Sydney Newbill, Aberdeen City Council candidate, was also in attendance. She held one side of the ribbon.
“I think it was very special,” Newbill said. “I think that Susan (Ancinch) getting to do that was incredibly special because her kids grew up here. And her daughter actually helped install some of the new toys on the playground. This was a huge community project with involvement from small corporations like the Cosi Petal Pushers all the way up to the T-Mobile store. Watching it come to fruition was special.”
Ancinch was there on behalf of Greater Grays Harbor Inc. On Wednesday morning, Ancinch, who carried the oversized red ceremonial scissors to the ribbon-cutting, aimed any praise right at Springer.
“She is the lady that made all of that happen,” Ancinch said. “She worked so hard. And it does look so nice.”
Darryl Druzianich, who helped donate land to the city for more parks just a few months ago, was enjoying one of the wooden benches near the pickleball and basketball court.
“It’s a beautiful day, amazing spring day,” Druzianich said. “It took a lot of thought from a lot of people.”
Springer was sitting by Druzianich as they were taking in the sun near a couple people who were playing pickleball. She added a short story about the park and one of the people who used it a lot this past winter.
“There was a woman in a hat and scarf who came out here when it was freezing,” Springer said, noting they were there using the exercise equipment.
Over at the green picnic tables, quite a few people sat and ate the provided lunch. Numerous homemade sides, including potato salad, baked beans and other dishes, plus a few sweet treats, lay on the tables. Cosi Petal Pushers dished out the spread to the long line of park guests. One of the park guests was Mabel Buchanan.
“I’ve lived up here a long time,” Buchanan said. “What (Springer’s) done is like a miracle to the park.”
Buchanan remembers what the park was like in 1979.
“There wasn’t much here but swings, a teeter-totter and a merry-go-round,” Buchanan said. “And it wasn’t maintained well by the city.”
Buchanan said she used to push her grandkids on the yellow swingset and they played on whatever else was there. She said at that time the city didn’t have the money to keep it up very well.
Cosmopolis Mayor Kyle Pauley expressed his feelings on the work at Highland Park and why it was needed.
“For the past few years, children have had to take a lot more stress from the COVID-19 pandemic than anyone and that extends to the city’s ability to improve local parks with the current budget,” Pauley said. “The city could not be more appreciative of Linda and the Friends of Highland Park to take initiative to seek the grants that give local kids and their parents a park that they deserve.”
Pauley’s “sincere hope” is additional funding will be available to improve all parks throughout Cosmopolis.
“But for the foreseeable future it will take grant funding to pay for improvements and employee time to create a safer and more vibrant parks inventory in Cosmopolis,” Pauley said.
It’s clear the work was worth it as people continued to be in awe Tuesday over the sight of the neighborhood park.
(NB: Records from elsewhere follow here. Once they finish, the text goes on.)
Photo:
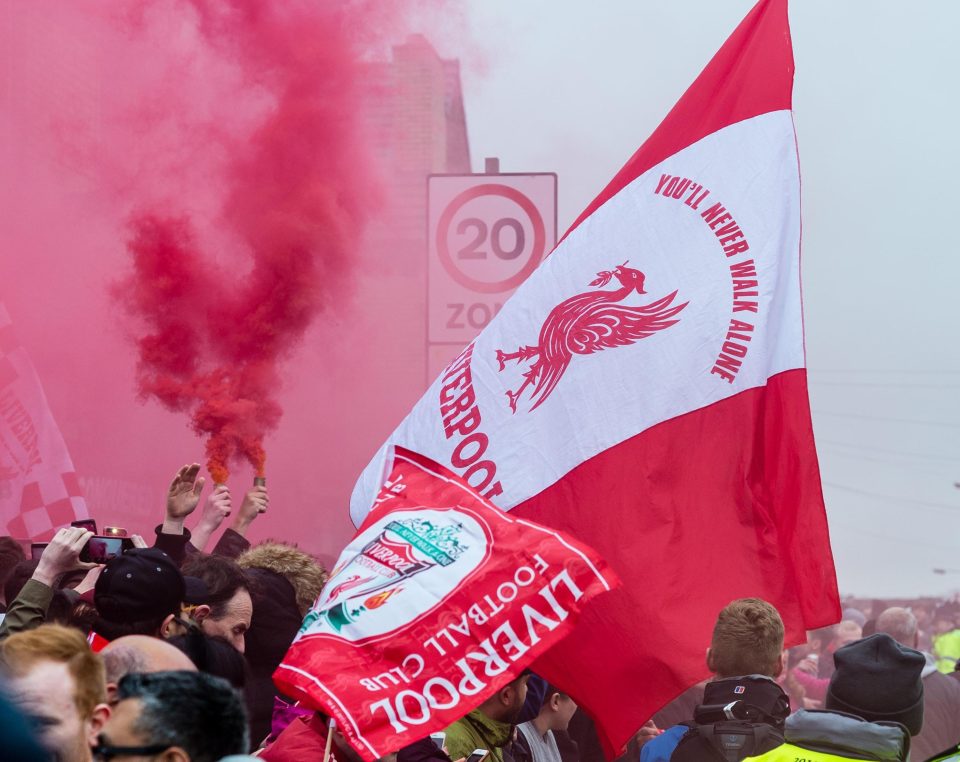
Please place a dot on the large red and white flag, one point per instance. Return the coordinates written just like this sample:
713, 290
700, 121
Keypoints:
39, 489
645, 392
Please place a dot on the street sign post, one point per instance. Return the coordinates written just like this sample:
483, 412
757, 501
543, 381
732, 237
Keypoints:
485, 234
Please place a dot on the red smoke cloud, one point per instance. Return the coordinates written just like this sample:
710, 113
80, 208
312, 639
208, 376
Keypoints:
295, 191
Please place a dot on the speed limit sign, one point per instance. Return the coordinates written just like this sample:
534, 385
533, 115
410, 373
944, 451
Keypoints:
486, 234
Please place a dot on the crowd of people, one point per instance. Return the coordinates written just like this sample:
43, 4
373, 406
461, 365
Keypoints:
167, 652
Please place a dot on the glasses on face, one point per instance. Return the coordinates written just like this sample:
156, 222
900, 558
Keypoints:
105, 752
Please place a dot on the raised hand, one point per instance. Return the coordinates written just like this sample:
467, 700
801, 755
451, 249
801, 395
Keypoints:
184, 493
62, 555
216, 508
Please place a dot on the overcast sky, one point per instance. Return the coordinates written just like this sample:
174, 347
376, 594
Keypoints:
575, 87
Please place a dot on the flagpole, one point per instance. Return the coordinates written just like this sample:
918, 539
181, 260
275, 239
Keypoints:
331, 726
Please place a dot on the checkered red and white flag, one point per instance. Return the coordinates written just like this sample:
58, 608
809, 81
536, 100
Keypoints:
39, 489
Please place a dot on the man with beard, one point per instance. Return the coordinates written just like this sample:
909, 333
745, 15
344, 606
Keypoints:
490, 726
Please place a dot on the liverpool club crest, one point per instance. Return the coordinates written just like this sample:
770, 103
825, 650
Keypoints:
587, 323
401, 549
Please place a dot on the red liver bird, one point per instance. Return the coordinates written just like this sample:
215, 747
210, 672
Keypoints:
588, 323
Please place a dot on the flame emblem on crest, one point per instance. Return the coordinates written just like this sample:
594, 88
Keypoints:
587, 323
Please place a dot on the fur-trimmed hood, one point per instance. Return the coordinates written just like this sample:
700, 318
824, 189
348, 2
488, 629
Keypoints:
301, 569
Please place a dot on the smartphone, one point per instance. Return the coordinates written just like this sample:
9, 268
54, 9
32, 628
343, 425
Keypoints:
100, 549
36, 549
89, 524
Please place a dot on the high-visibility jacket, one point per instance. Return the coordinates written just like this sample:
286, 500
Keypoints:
950, 755
946, 648
820, 736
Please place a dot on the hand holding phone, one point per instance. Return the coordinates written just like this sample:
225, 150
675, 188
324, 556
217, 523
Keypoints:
62, 554
101, 548
89, 524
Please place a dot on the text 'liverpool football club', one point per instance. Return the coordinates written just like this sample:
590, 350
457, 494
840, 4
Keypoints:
461, 418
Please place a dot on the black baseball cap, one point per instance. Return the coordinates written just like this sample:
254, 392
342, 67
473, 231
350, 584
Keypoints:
143, 584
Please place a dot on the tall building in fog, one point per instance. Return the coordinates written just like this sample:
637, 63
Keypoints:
414, 116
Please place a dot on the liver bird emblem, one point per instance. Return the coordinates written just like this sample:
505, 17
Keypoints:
587, 323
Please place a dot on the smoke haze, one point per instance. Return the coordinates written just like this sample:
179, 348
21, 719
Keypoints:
185, 227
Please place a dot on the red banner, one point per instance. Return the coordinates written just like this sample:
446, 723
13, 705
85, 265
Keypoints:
39, 489
439, 600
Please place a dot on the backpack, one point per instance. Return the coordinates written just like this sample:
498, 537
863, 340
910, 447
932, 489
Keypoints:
740, 717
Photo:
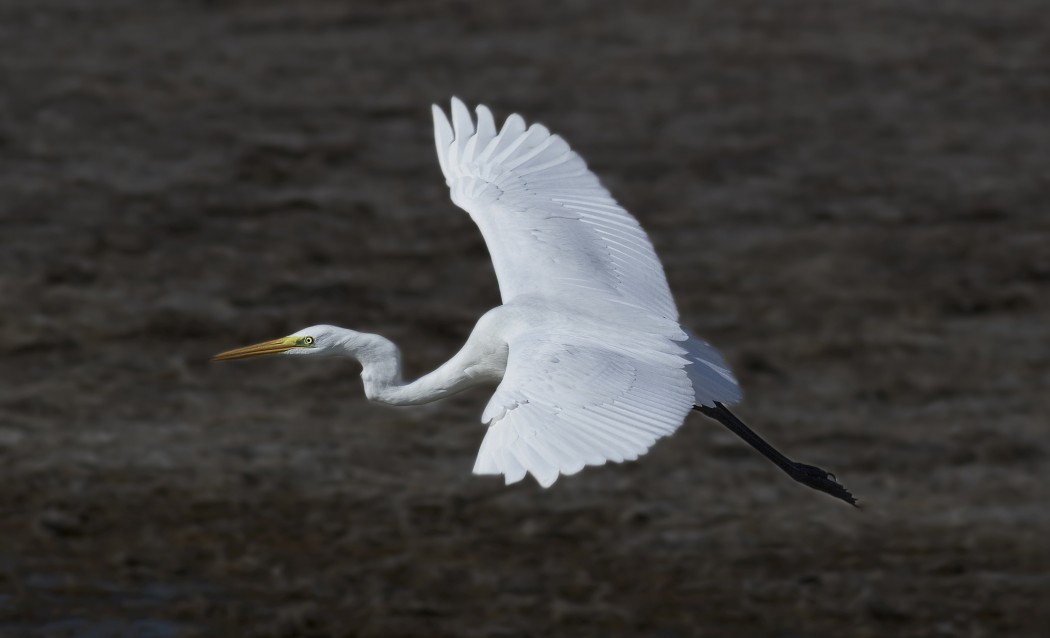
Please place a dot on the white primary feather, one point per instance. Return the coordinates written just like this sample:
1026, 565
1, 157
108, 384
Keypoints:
550, 227
611, 370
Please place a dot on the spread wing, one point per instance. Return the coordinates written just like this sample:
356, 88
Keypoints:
568, 401
550, 227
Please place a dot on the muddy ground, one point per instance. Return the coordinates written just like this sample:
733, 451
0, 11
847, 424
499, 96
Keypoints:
849, 199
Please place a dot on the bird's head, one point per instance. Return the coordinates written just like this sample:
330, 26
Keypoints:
316, 340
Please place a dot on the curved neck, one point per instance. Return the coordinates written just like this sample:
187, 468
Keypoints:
381, 373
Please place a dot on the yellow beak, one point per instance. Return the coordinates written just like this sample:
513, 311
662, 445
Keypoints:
267, 347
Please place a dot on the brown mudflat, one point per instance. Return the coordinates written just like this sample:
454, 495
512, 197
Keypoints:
849, 199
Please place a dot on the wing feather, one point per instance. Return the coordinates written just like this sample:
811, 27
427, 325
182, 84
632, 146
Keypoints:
571, 402
550, 227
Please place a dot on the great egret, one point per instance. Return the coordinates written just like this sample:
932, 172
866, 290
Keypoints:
591, 362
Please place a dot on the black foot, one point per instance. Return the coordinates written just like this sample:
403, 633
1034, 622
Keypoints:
806, 474
820, 480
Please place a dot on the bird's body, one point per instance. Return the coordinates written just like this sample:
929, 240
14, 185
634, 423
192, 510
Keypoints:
591, 362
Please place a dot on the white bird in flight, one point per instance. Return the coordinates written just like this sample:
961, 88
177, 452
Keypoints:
591, 362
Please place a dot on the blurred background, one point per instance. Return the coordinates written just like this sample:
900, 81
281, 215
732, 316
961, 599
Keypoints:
849, 201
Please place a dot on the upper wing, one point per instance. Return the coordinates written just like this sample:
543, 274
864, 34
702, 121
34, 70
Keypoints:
550, 227
567, 401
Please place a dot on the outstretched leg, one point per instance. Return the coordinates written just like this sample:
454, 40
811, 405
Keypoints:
806, 474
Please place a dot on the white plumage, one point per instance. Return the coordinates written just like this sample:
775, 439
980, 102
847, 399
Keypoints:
591, 362
614, 378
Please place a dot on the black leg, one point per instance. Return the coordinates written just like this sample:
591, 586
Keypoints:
806, 474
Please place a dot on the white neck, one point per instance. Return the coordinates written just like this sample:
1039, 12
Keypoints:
381, 373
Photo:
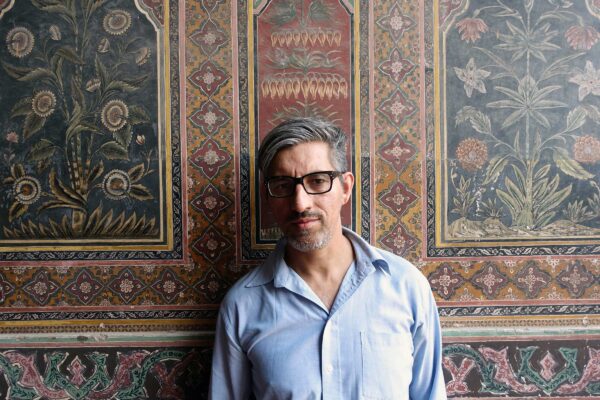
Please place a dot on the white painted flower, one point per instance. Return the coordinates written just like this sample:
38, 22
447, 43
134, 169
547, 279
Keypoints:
472, 77
397, 108
210, 118
211, 157
588, 81
208, 78
396, 22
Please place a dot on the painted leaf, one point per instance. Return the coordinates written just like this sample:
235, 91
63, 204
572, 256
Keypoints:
140, 192
136, 173
69, 53
559, 67
555, 199
481, 122
137, 115
515, 193
16, 210
42, 150
63, 192
121, 86
123, 136
114, 151
14, 71
575, 119
495, 167
510, 202
96, 171
21, 108
37, 74
542, 172
570, 166
101, 72
33, 124
51, 8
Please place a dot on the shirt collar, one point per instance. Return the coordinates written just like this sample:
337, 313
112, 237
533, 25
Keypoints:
276, 269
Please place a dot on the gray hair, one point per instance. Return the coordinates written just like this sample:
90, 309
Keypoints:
303, 130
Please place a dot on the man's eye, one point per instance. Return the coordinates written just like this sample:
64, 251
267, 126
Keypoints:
280, 184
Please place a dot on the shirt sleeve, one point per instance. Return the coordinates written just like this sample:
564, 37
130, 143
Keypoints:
231, 373
428, 376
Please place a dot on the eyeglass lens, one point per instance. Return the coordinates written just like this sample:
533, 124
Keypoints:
315, 183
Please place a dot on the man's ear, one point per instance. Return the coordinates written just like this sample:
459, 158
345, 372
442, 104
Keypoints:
347, 185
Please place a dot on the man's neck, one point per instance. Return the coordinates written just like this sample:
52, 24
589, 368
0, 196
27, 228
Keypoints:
324, 269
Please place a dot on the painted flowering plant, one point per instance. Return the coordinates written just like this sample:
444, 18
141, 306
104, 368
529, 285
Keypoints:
527, 121
78, 114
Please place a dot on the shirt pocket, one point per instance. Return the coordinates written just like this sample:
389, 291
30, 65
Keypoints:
386, 365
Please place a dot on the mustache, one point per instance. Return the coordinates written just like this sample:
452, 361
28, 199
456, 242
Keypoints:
304, 214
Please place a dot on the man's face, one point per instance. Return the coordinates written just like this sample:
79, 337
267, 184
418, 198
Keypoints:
309, 221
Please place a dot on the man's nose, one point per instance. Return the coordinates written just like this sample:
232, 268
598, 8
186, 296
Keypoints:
300, 199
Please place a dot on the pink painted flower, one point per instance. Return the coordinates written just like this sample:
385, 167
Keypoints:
582, 37
12, 137
586, 149
470, 29
472, 154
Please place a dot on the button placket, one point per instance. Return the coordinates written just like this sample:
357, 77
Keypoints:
330, 360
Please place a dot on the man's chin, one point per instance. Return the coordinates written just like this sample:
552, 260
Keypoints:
306, 243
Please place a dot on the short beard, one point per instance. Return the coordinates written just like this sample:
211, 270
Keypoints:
309, 245
304, 243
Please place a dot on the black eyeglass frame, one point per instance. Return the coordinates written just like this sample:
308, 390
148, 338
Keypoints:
300, 181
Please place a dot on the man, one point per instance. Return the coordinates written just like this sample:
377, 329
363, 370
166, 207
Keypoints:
326, 316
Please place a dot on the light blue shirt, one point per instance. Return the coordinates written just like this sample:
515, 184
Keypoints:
380, 340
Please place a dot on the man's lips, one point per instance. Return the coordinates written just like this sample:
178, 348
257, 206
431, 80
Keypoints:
304, 223
304, 220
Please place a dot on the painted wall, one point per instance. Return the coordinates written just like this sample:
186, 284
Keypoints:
131, 202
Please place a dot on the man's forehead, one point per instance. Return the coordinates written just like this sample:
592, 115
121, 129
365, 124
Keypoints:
315, 155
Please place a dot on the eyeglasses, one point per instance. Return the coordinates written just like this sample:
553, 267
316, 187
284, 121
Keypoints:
313, 183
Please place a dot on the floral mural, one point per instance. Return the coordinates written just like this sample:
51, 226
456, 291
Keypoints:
82, 155
518, 138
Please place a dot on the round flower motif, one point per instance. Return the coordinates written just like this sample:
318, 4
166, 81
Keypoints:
27, 190
212, 244
210, 202
586, 150
40, 288
396, 22
20, 41
470, 29
210, 118
85, 287
114, 115
142, 55
116, 184
208, 78
43, 103
582, 37
210, 38
92, 85
472, 154
117, 22
103, 46
126, 286
211, 157
12, 137
55, 32
169, 287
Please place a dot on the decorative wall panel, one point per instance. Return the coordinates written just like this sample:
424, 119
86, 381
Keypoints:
299, 61
91, 166
472, 128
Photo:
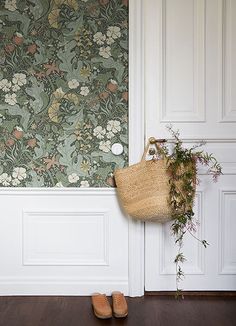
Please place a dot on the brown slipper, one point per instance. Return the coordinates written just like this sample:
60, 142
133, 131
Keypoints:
119, 305
101, 306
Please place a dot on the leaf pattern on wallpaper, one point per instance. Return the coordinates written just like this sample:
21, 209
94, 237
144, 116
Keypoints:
63, 92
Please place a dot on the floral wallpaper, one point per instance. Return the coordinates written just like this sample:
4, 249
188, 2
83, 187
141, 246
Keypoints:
63, 92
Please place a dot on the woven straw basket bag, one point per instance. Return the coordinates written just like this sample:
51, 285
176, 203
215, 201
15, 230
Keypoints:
143, 188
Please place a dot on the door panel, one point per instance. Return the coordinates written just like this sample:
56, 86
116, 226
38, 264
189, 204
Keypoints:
190, 82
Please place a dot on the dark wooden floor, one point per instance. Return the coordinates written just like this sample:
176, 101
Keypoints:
145, 311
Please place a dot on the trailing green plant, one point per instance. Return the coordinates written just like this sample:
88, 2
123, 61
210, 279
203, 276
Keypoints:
182, 168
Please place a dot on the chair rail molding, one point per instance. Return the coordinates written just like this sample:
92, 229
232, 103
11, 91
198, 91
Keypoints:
135, 229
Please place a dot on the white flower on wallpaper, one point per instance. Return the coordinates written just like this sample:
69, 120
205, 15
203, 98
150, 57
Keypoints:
19, 79
5, 179
63, 92
10, 5
19, 173
113, 32
73, 84
84, 184
99, 38
73, 178
84, 90
5, 85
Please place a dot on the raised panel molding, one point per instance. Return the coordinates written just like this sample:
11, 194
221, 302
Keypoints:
186, 104
196, 267
65, 238
227, 231
227, 12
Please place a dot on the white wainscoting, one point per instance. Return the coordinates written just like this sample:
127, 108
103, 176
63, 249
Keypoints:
227, 225
66, 238
183, 58
62, 242
213, 268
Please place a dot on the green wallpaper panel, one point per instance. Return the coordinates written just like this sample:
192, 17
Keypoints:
63, 92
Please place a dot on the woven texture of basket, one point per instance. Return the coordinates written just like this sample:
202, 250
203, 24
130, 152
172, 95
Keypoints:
143, 189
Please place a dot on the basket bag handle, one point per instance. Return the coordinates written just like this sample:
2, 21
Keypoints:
152, 141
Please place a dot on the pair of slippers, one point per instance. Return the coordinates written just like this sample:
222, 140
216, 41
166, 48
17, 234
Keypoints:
102, 308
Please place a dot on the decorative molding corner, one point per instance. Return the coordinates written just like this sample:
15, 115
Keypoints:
197, 112
199, 268
224, 267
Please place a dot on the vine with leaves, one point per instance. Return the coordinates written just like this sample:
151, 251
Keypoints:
182, 169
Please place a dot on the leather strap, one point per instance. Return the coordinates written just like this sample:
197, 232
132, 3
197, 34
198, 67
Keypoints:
152, 141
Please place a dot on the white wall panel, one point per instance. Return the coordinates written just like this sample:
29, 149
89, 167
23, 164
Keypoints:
62, 242
193, 251
65, 238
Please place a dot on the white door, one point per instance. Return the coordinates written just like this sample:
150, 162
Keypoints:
190, 81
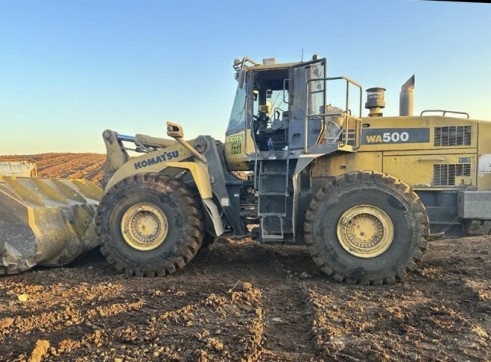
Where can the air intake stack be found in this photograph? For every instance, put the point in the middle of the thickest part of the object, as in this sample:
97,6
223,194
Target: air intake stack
406,98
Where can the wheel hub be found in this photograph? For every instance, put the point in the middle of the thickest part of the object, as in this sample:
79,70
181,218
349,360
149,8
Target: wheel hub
144,226
365,231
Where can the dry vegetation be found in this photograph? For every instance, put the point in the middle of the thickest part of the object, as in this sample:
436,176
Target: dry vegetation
246,301
65,165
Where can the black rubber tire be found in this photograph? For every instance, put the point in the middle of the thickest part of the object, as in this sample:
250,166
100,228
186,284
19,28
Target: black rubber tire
396,199
185,225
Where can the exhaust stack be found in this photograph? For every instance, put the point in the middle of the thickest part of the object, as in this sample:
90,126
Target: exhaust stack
406,98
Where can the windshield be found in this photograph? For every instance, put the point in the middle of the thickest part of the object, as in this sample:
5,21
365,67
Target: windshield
237,119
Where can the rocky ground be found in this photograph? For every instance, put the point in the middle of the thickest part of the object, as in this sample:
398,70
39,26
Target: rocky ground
247,301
Frank Chestnut, from Cosmopolis Lions Club, was one of those people.
“This is a wonderful renovation to this park,” Chestnut said. “Folks who live here got a look, saw the deplorable condition and thought ‘let’s get started.’”
The collaboration between the community and the city impressed Chestnut, who was helping “grillmaster” Smith and Dave Palmer with the food preparation.
“It’s citizen activism and volunteerism at its best,” Chestnut said.